Home » Rupiah Masih Melemah Jelang Sabda The Fed

Rupiah Masih Melemah Jelang Sabda The Fed

by Tia

KABAREKONOMI.ID – Nilai tukar rupiah kembali mencatatkan kinerja yang mengecewakan melawan dolar Amerika Serikat (AS) pada perdagangan Selasa (1/11/2022), pasca rilis inflasi Indonesia periode Oktober yang mulai melandai.

Mengacu pada data Refinitiv, rupiah terkoreksi pada pembukaan perdagangan sebesar 0,16% ke Rp 15.620/US$. Kemudian, rupiah melanjutkan pelemahannya sebesar 0,35% ke Rp 15.650/US$ pada pukul 11:10 WIB.

Pada penutupan perdagangan rupiah tembus ke Rp 15.625/US$ melemah 0,19% di pasar spot. Sentimen positif Tanah Air nyatanya belum mampu membawa rupiah menguat.

Para pelaku pasar kini tengah fokus menanti pengumuman kebijakan moneter The Fed pada Kamis (3/10/2022) dini hari waktu Indonesia. Bank sentral The Fed ini diperkirakan akan kembali menaikkan suku bunga sebesar 75 basis poin menjadi 3,75% – 4%.

Melansir FedWatch, sebanyak 87,2% analis memprediksikan Fed akan menaikkan suku bunga acuan 75 bps dan mengirim tingkat suku bunga ke 3,75%-4%. Sementara 12,8% memproyeksikan kenaikan 50 bps.

Pasar sudah jauh-jauh hari mengantisipasi kenaikan tersebut, jika The Fed juga memberi kejutan, tentunya akan berdampak positif ke pasar finansial global, termasuk Indonesia. Pun, jika tidak ada kejutan, pasar akan melihat bagaimana proyeksi kenaikan ke depannya, apakah akan dikendurkan juga, mengingat pendapat para pejabat The Fed sudah terbelah.

Asal tahu saja, Fed sudah menaikkan suku bunga acuan sejak Maret 2022 hingga September 2022 sebesar 300 bps. Suku bunga dikerek naik dari 0,25% menjadi 3,25%. Apabila Fed menaikkan suku bunga acuan sebesar 75 bps lagi maka suku bunga acuan akan berada di 4% untuk bulan November 2022.

Di sisi lain, tadi pagi ada kabar baik dari dalam negeri.
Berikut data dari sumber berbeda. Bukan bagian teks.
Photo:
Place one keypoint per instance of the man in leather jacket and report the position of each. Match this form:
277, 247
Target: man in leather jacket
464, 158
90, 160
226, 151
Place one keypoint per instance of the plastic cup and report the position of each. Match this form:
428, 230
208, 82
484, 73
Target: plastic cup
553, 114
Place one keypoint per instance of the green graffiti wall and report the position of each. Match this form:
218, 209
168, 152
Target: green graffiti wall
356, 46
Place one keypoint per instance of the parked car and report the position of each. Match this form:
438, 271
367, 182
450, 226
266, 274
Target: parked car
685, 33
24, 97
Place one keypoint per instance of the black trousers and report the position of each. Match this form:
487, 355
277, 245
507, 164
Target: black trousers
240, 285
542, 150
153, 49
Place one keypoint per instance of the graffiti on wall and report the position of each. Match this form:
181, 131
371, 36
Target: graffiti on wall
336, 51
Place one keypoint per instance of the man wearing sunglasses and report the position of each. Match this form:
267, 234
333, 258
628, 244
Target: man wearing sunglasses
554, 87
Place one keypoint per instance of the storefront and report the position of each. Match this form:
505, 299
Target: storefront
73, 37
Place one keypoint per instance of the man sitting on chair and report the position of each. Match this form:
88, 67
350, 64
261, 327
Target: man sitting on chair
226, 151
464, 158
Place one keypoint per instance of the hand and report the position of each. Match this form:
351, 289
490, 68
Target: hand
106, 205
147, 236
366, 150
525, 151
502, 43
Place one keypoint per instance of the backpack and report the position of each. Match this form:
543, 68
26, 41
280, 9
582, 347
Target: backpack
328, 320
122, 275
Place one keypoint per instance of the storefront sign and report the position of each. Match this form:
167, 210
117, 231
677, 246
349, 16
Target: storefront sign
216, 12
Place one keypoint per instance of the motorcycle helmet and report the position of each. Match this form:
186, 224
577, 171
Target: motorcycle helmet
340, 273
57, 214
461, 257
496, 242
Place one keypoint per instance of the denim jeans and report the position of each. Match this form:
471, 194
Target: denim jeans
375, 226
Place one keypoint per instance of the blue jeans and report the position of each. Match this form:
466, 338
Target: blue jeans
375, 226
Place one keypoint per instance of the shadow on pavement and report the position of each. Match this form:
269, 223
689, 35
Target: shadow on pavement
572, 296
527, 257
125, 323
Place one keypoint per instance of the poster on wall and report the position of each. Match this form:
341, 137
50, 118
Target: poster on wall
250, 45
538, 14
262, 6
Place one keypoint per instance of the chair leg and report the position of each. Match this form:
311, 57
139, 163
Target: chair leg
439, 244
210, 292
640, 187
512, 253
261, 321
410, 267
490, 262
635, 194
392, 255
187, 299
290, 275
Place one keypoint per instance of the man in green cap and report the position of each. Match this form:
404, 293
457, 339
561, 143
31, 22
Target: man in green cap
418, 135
S&P Global telah merilis PMI Manufaktur Indonesia per Oktober 2022, turun menjadi 51,8 dari posisi pada bulan sebelumnya di 53,7. Meski melandai, tapi PMI Manufaktur masih ekspansif karena berada di atas batas acuan di 50, sedangkan di bawahnya menunjukkan kontraksi.

Pertumbuhan permintaan keseluruhan yang berkelanjutan di sektor manufaktur Indonesia mendorong peningkatan produksi manufaktur di Oktober. Tingkat pertumbuhan pesanan baru dan output menurun dari bulan sebelumnya tapi tetap solid.

Di sisi lain, permintaan asing untuk barang-barang manufaktur Indonesia turun, tampaknya disebabkan oleh kondisi ekonomi global yang lebih lemah.

Tingkat kepercayaan pelaku bisnis menguat ke level tertinggi selama tujuh bulan, terkait dengan harapan bahwa penjualan akan membaik dengan kondisi ekonomi yang lebih baik ke depannya.

Di sisi lain, Badan Pusat Statistik (BPS) merilis data inflasi periode Oktober 2022 mencapai 5,71% secara year on year (yoy), lebih rendah dibandingkan periode sebelumnya yaitu 5,95%. Posisi tersebut lebih rendah dari konsensus analis yang dihimpun CNBC Indonesia terhadap 12 institusi yakni di 5,95%.

“Inflasi di Oktober ini terlihat mulai melemah. Pada Oktober 2022 terjadi inflasi sebesar 5,71%,” kata Deputi Bidang Statistik Distribusi dan Jasa (Disjas) BPS, Setianto dalam konferensi pers, Selasa (1/11/2022)

Adapun inflasi bulanan Oktober jauh lebih kecil dibandingkan yang tercatat pada September yakni 1,17% (mtm).

Diketahui ada beberapa kali penyesuaian harga energi pada beberapa waktu terakhir. Antara lain kenaikan Pertamax, Pertalite dan Solar pada awal September 2022. Kemudian 1 Oktober 2022, harga Pertamax diturunkan.